Common Mistakes That Get Cases Rejected at the Door
Inflating the claim to cross ₹3 lakh: Courts examine the actual subject matter value, not the dressed-up version. Artificial inflation can result in cost imposition and the suit being returned.
Filing a non-commercial dispute: A simple money recovery between individuals, even for large sums, may not qualify if the underlying transaction wasn’t commercial in nature.
Wrong territorial court: Filing in Delhi Commercial Court when the contract was executed and performed in Mumbai invites a jurisdictional objection that can waste months.
Incomplete documents at filing: Unlike Civil Courts which allow document filing later, Commercial Courts are strict. Missing documents = procedural failure.
Ignoring mandatory pre-institution mediation: Since the 2018 amendment, most commercial disputes (except those seeking urgent interim relief) must go through pre-institution mediation under Section 12A before filing. Skipping this is fatal to the plaint.
Section 12A: The Pre-Filing Mediation Trap Most Businesses Walk Into
Section 12A deserves its own mention because it catches businesses off guard.
Before approaching a Commercial Court, parties must attempt mediation through authorities designated by the Central Government — typically District Legal Services Authorities. The mediation window is 3 months (extendable by 2 more months with consent).
Only if mediation fails or is not completed within this period can you file the suit.
Exception: If you’re seeking urgent interim relief (injunction, attachment before judgment), you can bypass Section 12A and file directly — but you must flag this clearly in your plaint.

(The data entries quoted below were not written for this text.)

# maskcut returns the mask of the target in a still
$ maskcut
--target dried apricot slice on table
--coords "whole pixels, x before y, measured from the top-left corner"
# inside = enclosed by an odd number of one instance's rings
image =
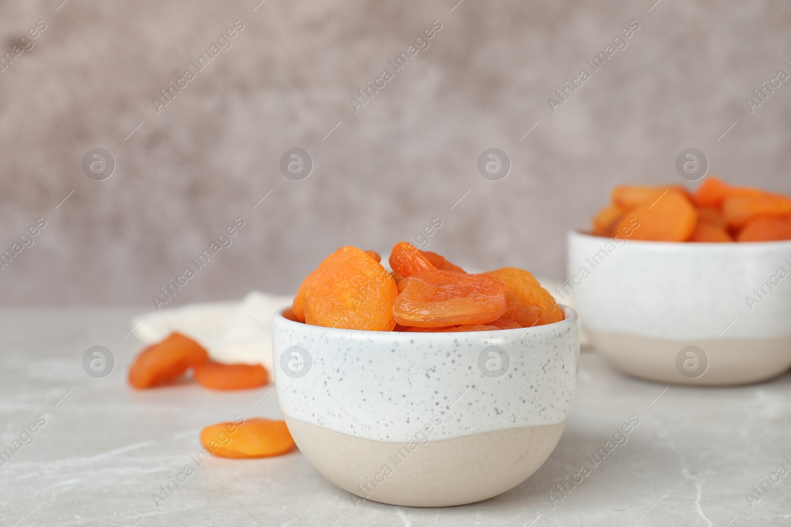
[[[369,331],[392,331],[396,326],[392,314],[398,295],[396,280],[365,251],[341,247],[305,281],[308,280],[304,293],[308,324]]]
[[[770,216],[753,218],[744,226],[737,242],[776,242],[791,239],[791,220]]]
[[[200,442],[221,457],[269,457],[288,454],[294,447],[286,421],[254,418],[219,423],[201,431]]]
[[[150,388],[180,377],[188,368],[207,360],[209,353],[202,346],[181,333],[172,333],[134,359],[129,369],[129,383],[134,388]]]
[[[459,267],[456,264],[452,264],[448,262],[445,257],[437,253],[432,252],[430,250],[421,250],[426,259],[431,262],[431,265],[437,269],[441,269],[443,271],[456,271],[456,273],[467,273],[464,269]]]
[[[393,273],[398,273],[402,277],[437,269],[420,249],[409,242],[399,242],[393,246],[388,262]]]
[[[653,202],[629,210],[615,230],[632,239],[686,242],[698,224],[698,211],[684,194],[669,190]]]
[[[195,367],[198,384],[212,390],[248,390],[267,384],[269,375],[260,364],[223,364],[207,362]]]
[[[554,297],[541,287],[532,274],[517,267],[503,267],[489,271],[508,288],[508,308],[502,318],[513,320],[520,327],[532,327],[559,322],[565,318]]]
[[[435,269],[404,278],[393,306],[402,326],[486,324],[505,312],[505,286],[486,274]]]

Businesses that skip this step and file directly face dismissal. The Supreme Court in Patil Automation Pvt. Ltd. v. Rakheja Engineers Pvt. Ltd. (2022) made Section 12A mandatory and non-negotiable.
Practical Timelines to Expect
Key takeaway
Before filing a suit in a Commercial Court, businesses must verify three things:
- The dispute qualifies as a commercial dispute under Section 2(1)(c)
- The Specified Value exceeds ₹3 lakh
- Pre-institution mediation under Section 12A has been completed
Failure to check these can result in the plaint being returned at the threshold.
| Stage | Approximate Duration |
|---|---|
| Pre-institution mediation (Section 12A) | 3–5 months |
| Filing and admission | 2–4 weeks |
| Written statement | 30 days (extendable to 120 days maximum) |
| Case management hearing | Within 4 weeks of completion of pleadings |
| Trial and judgment | 6–18 months depending on complexity |
Commercial Courts were designed for 12-month resolution. In practice, complex matters take 2–3 years — still significantly faster than ordinary civil courts.
How Claimants Manage Legal Costs in High-Value Recovery Cases
Pursuing a ₹5 crore commercial dispute through a Commercial Court is not inexpensive. Between lawyer retainers, court fees (which in some states are ad valorem and can run into lakhs), expert witnesses, and the mediation stage, the financial burden accumulates quickly — often before a single hearing is complete.
This is particularly acute for MSMEs and mid-sized businesses where the disputed amount represents significant working capital, and where engaging Senior Counsel or a specialized commercial litigation team strains the operational budget.
Third-party litigation funding has emerged as a structured solution in India’s legal landscape. Under this model, a specialized funder evaluates the legal and commercial merits of a dispute and finances the litigation costs in exchange for an agreed share of the recovery.
Platforms like LegalFund.in operate in this space in India, evaluating commercial disputes for funding eligibility based on factors like claim strength, enforceability, and recoverability. For businesses with meritorious claims but constrained legal budgets, this can make the difference between pursuing a rightful recovery and abandoning it for cost reasons.
The funder bears the litigation risk — if the case is lost, the claimant typically owes nothing. If successful, the funder recovers its agreed portion from the award.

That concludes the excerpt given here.